On February 8, 2013, the Department of Labor (the “DOL”) issued Advisory Opinion 2013-01A in response to a written request from the Securities Industry and Financial Markets Association (“SIMFA”), regarding the application of certain ERISA requirements to “cleared swap” transactions involving plans subject to ERISA. Effective September 9, 2013, certain types of swaps with an ERISA plan as a counterparty generally must be cleared through certain clearing organizations (as discussed in the December 4, 2012 Financial Services Alert). Prior to the issuance of this Advisory Opinion many swap clearing organizations, clearing members of such organizations and futures commission merchants had expressed concern that engaging in cleared swaps (and related transactions) with ERISA plans could subject such organizations to fiduciary liability under ERISA. Specifically, the Advisory Opinion clarifies the following, subject to the conditions discussed below:
- Margin Is Not a “Plan Asset.” The DOL clarified that margin received from an ERISA plan and held by a swap clearing member is not a “plan asset” for purposes of ERISA. Instead, when an ERISA plan engages in a cleared swap transaction, its asset consists of the rights embodied in the swap contract between the plan and the clearing member (including the rights regarding margin).

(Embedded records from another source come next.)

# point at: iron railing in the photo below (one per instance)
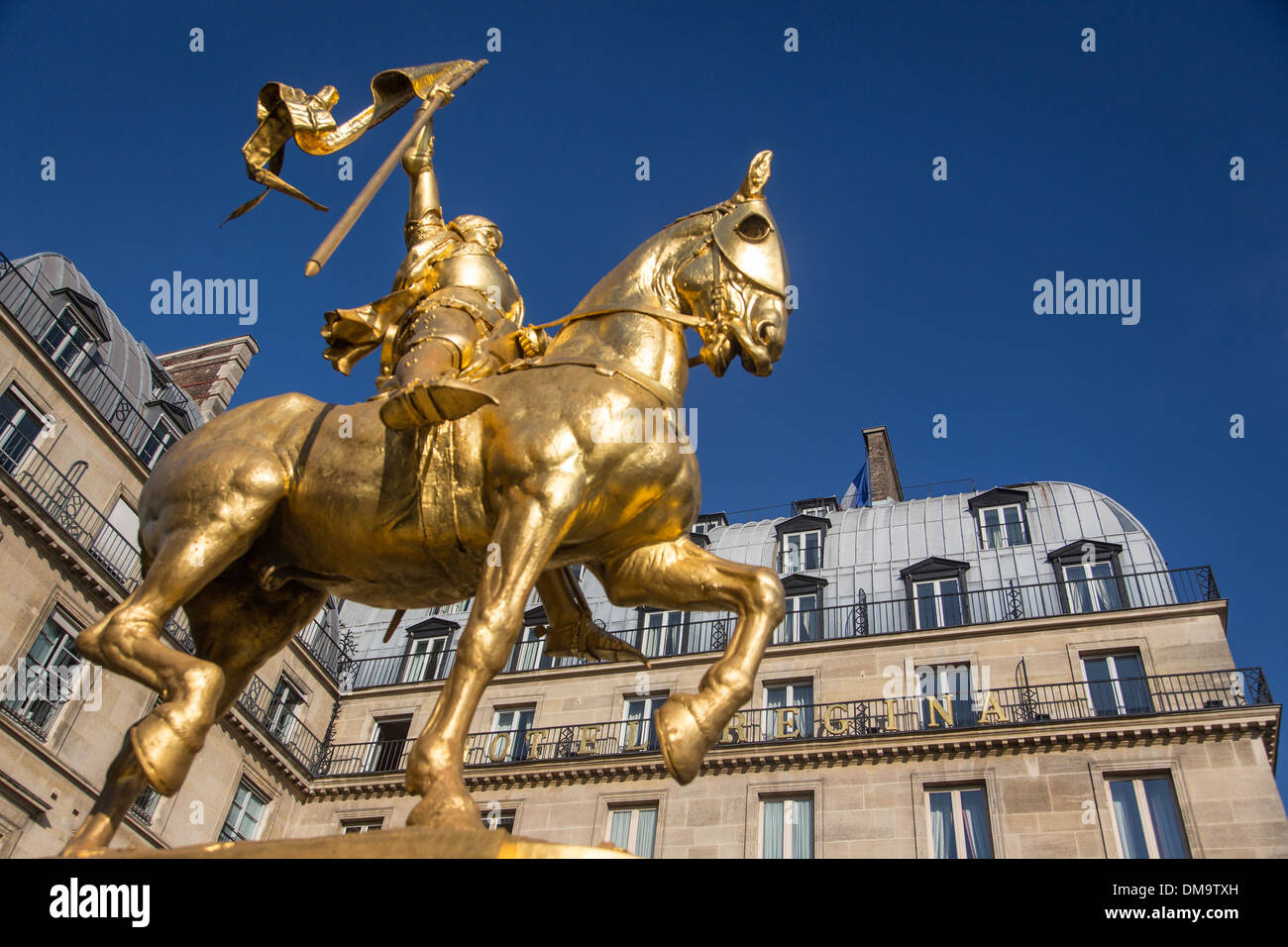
(318, 642)
(281, 723)
(31, 471)
(114, 405)
(861, 618)
(1010, 706)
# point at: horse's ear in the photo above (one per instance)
(754, 184)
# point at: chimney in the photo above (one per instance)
(210, 372)
(883, 474)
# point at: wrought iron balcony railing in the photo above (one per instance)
(117, 408)
(281, 723)
(31, 471)
(861, 618)
(318, 642)
(1012, 706)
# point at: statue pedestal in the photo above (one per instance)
(395, 843)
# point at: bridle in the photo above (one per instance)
(703, 324)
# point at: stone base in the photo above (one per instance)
(395, 843)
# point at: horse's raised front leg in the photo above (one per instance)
(683, 575)
(529, 527)
(207, 517)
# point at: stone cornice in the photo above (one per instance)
(1234, 723)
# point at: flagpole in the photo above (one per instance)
(346, 223)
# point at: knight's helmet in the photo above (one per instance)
(747, 235)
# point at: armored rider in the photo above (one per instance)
(455, 312)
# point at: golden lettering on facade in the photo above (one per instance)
(505, 748)
(832, 725)
(939, 709)
(784, 715)
(589, 738)
(992, 709)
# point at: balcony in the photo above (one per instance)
(851, 620)
(881, 718)
(93, 381)
(282, 725)
(31, 472)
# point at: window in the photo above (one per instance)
(1003, 526)
(20, 429)
(638, 729)
(945, 696)
(789, 711)
(800, 541)
(958, 822)
(1000, 514)
(662, 633)
(1091, 587)
(1090, 577)
(634, 830)
(507, 741)
(359, 826)
(50, 674)
(787, 827)
(497, 818)
(1147, 818)
(389, 745)
(802, 622)
(529, 651)
(1116, 684)
(161, 436)
(426, 657)
(939, 603)
(245, 815)
(282, 719)
(802, 551)
(65, 341)
(936, 592)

- Exercise of Rights Upon Default and Other Specified Events by a Clearing Member Does Not Result in Fiduciary Status. The Advisory Opinion explains that a clearing member that exercises its rights pursuant to an agreement negotiated with an ERISA plan’s fiduciary would not be “exercising any authority and control with regard to plan assets and would not be a plan fiduciary . . . solely by reason of liquidating the swap contracts in a plan’s account and selling any collateral posted as margin in order to pay off losses suffered by such account.”
- Clearing Members Are “Parties in Interest” to ERISA Plans. The DOL concluded that a clearing member that enters into a direct contractual agreement with an ERISA plan provides a service to the plan and is therefore a “party in interest” with respect to such plan. Consequently, an exemption from ERISA’s prohibited transaction rules must be available in order to enter into any such arrangement. Pursuant to the Advisory Opinion, swap central counterparties (i.e., the clearing organization) would not be deemed to be “parties in interest” to ERISA plans solely by reason of providing swap clearing services to a plan’s clearing member because such central counterparties do not provide services directly to the plan.
- QPAM Exemption Relief. As noted above, because a clearing member providing services to an ERISA plan is considered a “party in interest” to such ERISA plan, an exemption from ERISA’s prohibited transaction rules must be available in order to enter into any such arrangement. The DOL explained that Prohibited Transaction Exemption 84-14, the so called “QPAM Exemption” (granting relief to transactions entered into on behalf of an ERISA plan by a “qualified professional asset manager,” or a “QPAM”) would generally be available (assuming all other conditions of the QPAM Exemption are met) to the extent that (i) a QPAM negotiates and makes the decision on behalf of the plan to enter into the services arrangement and (ii) the agreement entered into by the QPAM “sets forth all of the material terms of the provision of services and guarantee” by the clearing member. Further, the DOL explained that the QPAM Exemption can provide relief for the guarantee provided by the clearing member and liquidation and close-out transactions executed by a clearing member if the agreement covering the primary swap transaction (i.e., the agreement to provide swap clearing services) “contains sufficient terms of the subsidiary transaction such that the potential outcomes of the subsidiary transactions are reasonably foreseeable to the QPAM when entering into the [a]greement.”
The DOL stressed in the Advisory Opinion that an ERISA plan’s decision to enter into any swap arrangement remains a fiduciary action subject to ERISA’s general fiduciary duties and standards. Finally, the DOL confirmed that it had conferred with Commodity Futures Trading Commission (“CFTC”) officials regarding the Advisory Opinion, who authorized the DOL to state that they “do not believe the conclusions reached in this [Advisory Opinion] are inconsistent” with the Commodity Exchange Act (the “CEA”) or “the CFTC’s regulation of cleared swap transactions under the CEA.”